I. In the given scenario where the Fourier series has only odd harmonics, and (x(t)) is an even function, the sketch of (x(t)) in the interval (0 < t < T) would resemble which of the following?

a. A symmetric waveform with respect to the y-axis
b. An asymmetric waveform with respect to the y-axis
c. A waveform with both even and odd harmonics
d. A flat line at the x-axis

ii. In the given scenario where the Fourier series has only odd harmonics, and (x(t)) is an odd function, the sketch of (x(t)) in the interval (0 < t < T) would resemble which of the following?
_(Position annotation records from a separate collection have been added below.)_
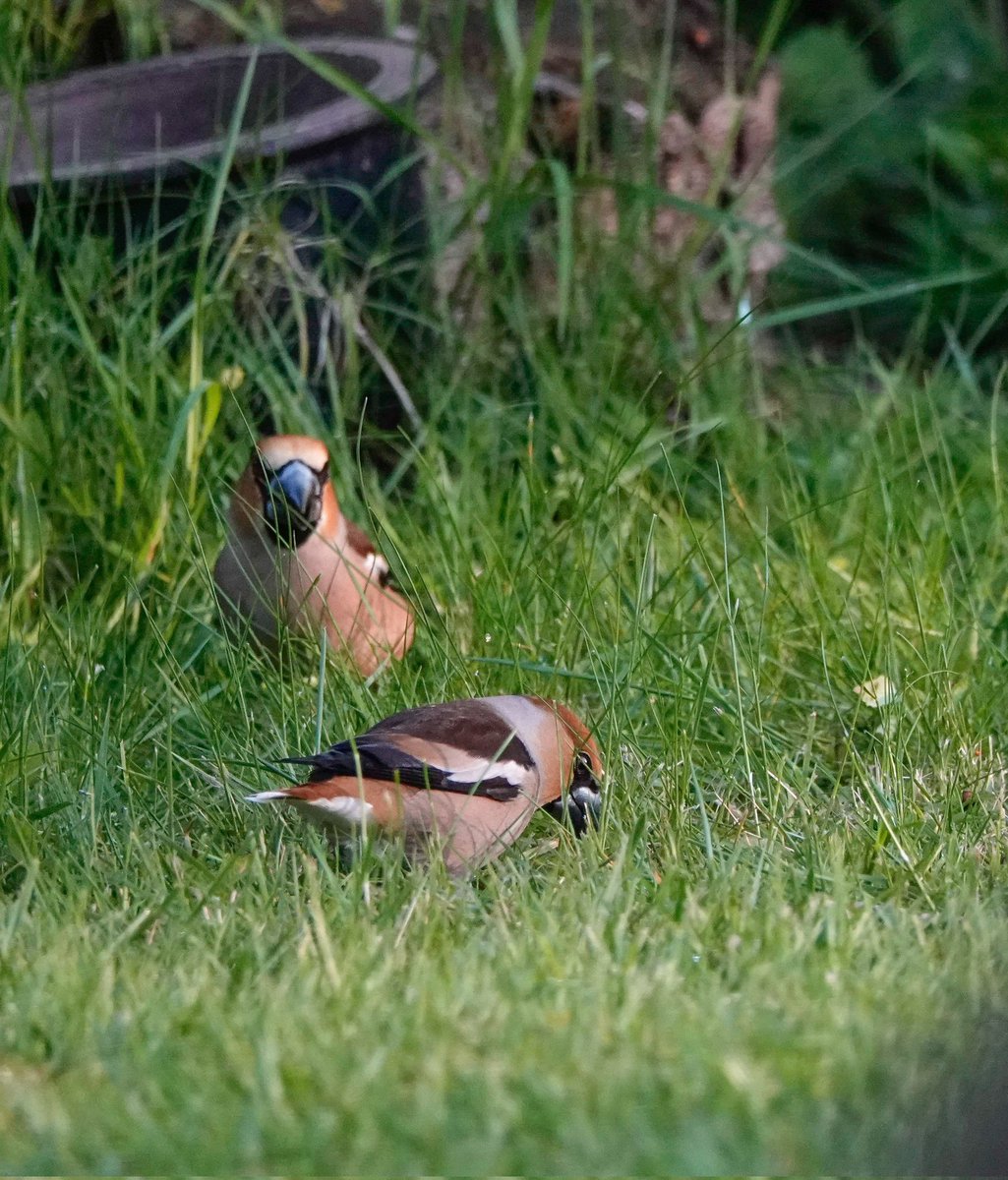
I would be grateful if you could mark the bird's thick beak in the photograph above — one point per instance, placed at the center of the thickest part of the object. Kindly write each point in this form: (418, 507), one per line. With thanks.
(292, 502)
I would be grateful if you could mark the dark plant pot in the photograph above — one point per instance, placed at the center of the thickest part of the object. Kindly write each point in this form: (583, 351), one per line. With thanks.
(131, 146)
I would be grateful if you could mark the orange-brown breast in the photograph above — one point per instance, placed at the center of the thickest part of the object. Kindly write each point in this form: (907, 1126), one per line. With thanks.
(467, 831)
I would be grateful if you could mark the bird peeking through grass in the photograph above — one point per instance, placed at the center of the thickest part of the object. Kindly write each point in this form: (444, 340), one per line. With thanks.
(460, 779)
(292, 556)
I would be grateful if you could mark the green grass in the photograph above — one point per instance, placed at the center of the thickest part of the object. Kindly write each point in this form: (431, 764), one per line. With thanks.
(786, 943)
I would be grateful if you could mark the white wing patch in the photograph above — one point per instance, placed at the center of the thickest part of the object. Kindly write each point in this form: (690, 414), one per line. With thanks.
(376, 566)
(477, 770)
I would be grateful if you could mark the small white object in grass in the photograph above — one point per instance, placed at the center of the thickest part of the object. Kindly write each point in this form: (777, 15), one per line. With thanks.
(877, 693)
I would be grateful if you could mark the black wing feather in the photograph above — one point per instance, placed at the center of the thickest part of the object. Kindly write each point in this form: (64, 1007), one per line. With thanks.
(372, 758)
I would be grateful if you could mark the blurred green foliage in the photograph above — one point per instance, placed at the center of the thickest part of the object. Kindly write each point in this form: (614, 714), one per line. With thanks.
(894, 159)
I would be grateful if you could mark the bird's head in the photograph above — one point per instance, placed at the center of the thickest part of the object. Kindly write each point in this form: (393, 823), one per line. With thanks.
(583, 802)
(292, 475)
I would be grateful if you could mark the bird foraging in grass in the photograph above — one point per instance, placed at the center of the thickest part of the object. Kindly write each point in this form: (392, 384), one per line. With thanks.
(290, 555)
(460, 779)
a. A symmetric waveform with respect to the y-axis
b. An asymmetric waveform with respect to the y-axis
c. A waveform with both even and odd harmonics
d. A flat line at the x-axis

Answer 1

In the context of Fourier series with only odd harmonics, an even function (x(t)) would result in a symmetric waveform about the y-axis. An odd function (x(t)) would result in an asymmetric waveform about the y-axis.

Step-by-step explanation:

In the given scenario where the Fourier series has only odd harmonics, and (x(t)) is an even function, the sketch of (x(t)) in the interval (0 < t < T) would resemble a symmetric waveform with respect to the y-axis. This is because even functions are defined by their property of symmetry about the y-axis, which means for an even function, y(x) = y(-x). In contrast, if we consider the Fourier series has only odd harmonics, and (x(t)) is an odd function, the sketch of (x(t)) will be an asymmetric waveform with respect to the y-axis. This is because odd functions are anti-symmetric with respect to the y-axis, satisfying y(x) = -y(-x).